More Telemetry Is Not Always More Observability
Observability is often discussed in terms of data collection: logs, metrics, traces, dashboards, attributes, labels, events, and integrations.
All of those are important. But collecting signals is not the same as making a system easier to understand.
In my case, I was working with OpenTelemetry instrumentation and started with the mindset that every useful detail deserved to be captured. If a function started, I logged it. If a function ended, I logged it. If a state changed, I logged it. If there was a step in the application flow, I added a span for it.
At first, this felt responsible. The traces looked rich. The logs looked detailed. The metadata looked thorough.
But when I needed to investigate a failure, that richness became noise.
The real problem was not missing telemetry. The problem was that the telemetry had not been designed around investigation.

Anti-Pattern 1: Log Noise
The first mistake was excessive logging.
I added logs for function entry and exit, state transitions, and internal checkpoints. The logic seemed reasonable: if something failed, I would have enough logs to reconstruct what happened.
But in practice, logging everything created a flood of operational noise.
The line that actually explained the failure was buried among hundreds of other log lines that said very little. The system was technically producing more information, but I was spending more time filtering, searching, and deciding what mattered.
That is the first form of telemetry debt: volume without prioritization.
A useful log should help explain state, failure, user impact, or decision points. If a log only proves that code moved from one line to another, it may not help during an incident.
The question should not be:
Can I log this?
It should be:
Will this log help someone understand or resolve a failure?
Anti-Pattern 2: Manual Span Duplication
The second mistake was adding manual spans without fully accounting for what auto-instrumentation was already capturing.
OpenTelemetry makes it possible to collect traces through both automatic and manual instrumentation. Auto-instrumentation can capture common operations such as HTTP calls, database requests, and framework-level activity. Manual instrumentation is useful when you need to capture business-specific or application-specific context.
The issue appears when both approaches capture the same operation.
In my case, some operations were already being captured automatically, but I also added manual spans around them. At first glance, the traces looked rich because there were many spans. But after reviewing them closely, I realized that many of those spans were redundant.
They made the trace longer, but not more useful.
This is the second form of telemetry debt: granularity without purpose.
A trace should help someone understand the path of a request, the important boundaries it crossed, and where time or failure occurred. More spans are not automatically better if they repeat the same information.

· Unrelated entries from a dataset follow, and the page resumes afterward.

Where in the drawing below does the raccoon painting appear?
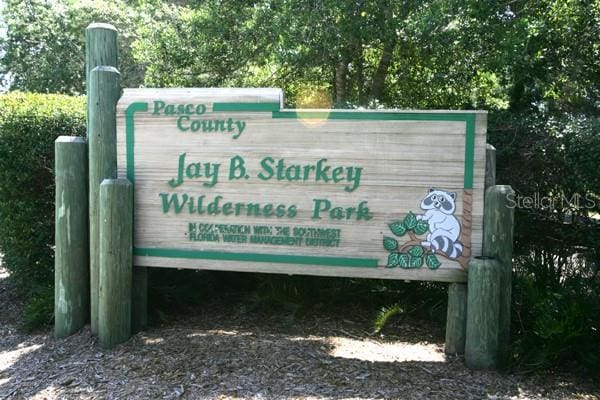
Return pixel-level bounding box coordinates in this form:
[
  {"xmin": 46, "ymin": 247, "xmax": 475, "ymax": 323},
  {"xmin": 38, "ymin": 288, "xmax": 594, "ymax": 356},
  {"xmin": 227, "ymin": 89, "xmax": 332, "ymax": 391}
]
[{"xmin": 417, "ymin": 188, "xmax": 463, "ymax": 258}]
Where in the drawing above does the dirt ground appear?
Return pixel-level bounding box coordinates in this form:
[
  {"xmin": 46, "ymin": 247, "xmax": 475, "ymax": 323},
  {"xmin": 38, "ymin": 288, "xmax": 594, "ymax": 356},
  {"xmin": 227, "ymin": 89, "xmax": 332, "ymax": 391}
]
[{"xmin": 0, "ymin": 270, "xmax": 600, "ymax": 399}]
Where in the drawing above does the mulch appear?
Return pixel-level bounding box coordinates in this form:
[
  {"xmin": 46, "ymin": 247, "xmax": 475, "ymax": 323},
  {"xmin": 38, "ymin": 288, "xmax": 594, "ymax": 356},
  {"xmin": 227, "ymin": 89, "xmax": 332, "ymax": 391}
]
[{"xmin": 0, "ymin": 271, "xmax": 600, "ymax": 399}]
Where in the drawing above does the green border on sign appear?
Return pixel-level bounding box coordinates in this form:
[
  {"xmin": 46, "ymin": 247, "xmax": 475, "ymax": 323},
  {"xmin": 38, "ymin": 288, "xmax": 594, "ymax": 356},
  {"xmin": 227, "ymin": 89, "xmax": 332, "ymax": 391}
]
[{"xmin": 125, "ymin": 102, "xmax": 475, "ymax": 268}]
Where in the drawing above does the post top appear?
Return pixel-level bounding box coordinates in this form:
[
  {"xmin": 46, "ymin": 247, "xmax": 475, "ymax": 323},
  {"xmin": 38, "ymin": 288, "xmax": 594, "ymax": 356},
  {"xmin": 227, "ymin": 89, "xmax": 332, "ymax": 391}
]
[
  {"xmin": 85, "ymin": 22, "xmax": 117, "ymax": 32},
  {"xmin": 55, "ymin": 136, "xmax": 86, "ymax": 144},
  {"xmin": 92, "ymin": 65, "xmax": 121, "ymax": 75},
  {"xmin": 100, "ymin": 179, "xmax": 131, "ymax": 186}
]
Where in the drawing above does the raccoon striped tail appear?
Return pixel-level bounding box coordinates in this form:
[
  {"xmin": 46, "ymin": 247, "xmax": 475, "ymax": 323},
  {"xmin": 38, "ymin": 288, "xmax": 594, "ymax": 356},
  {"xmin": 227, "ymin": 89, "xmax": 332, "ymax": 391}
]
[{"xmin": 431, "ymin": 236, "xmax": 464, "ymax": 258}]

Manual spans are most valuable when they add context that auto-instrumentation cannot know, such as:
- a meaningful business operation
- a decision branch in the application
- a workflow step
- a domain-specific status
- an important dependency boundary
If a manual span simply duplicates an existing automatically generated span, it adds cognitive load without improving understanding.
Anti-Pattern 3: Context Ownership Confusion
The third mistake was unclear ownership of telemetry metadata.
I had both the application code and the collector setting similar attributes, such as service version. That created a subtle but important problem: I no longer had a clear source of truth.
When the same metadata can be set in multiple places, engineers may not know which value to trust. Was the service version coming from the application runtime? Was it added by the collector? Was it stale? Was it overwritten? Did it reflect the deployed artifact or the telemetry pipeline?
This is the third form of telemetry debt: metadata without ownership.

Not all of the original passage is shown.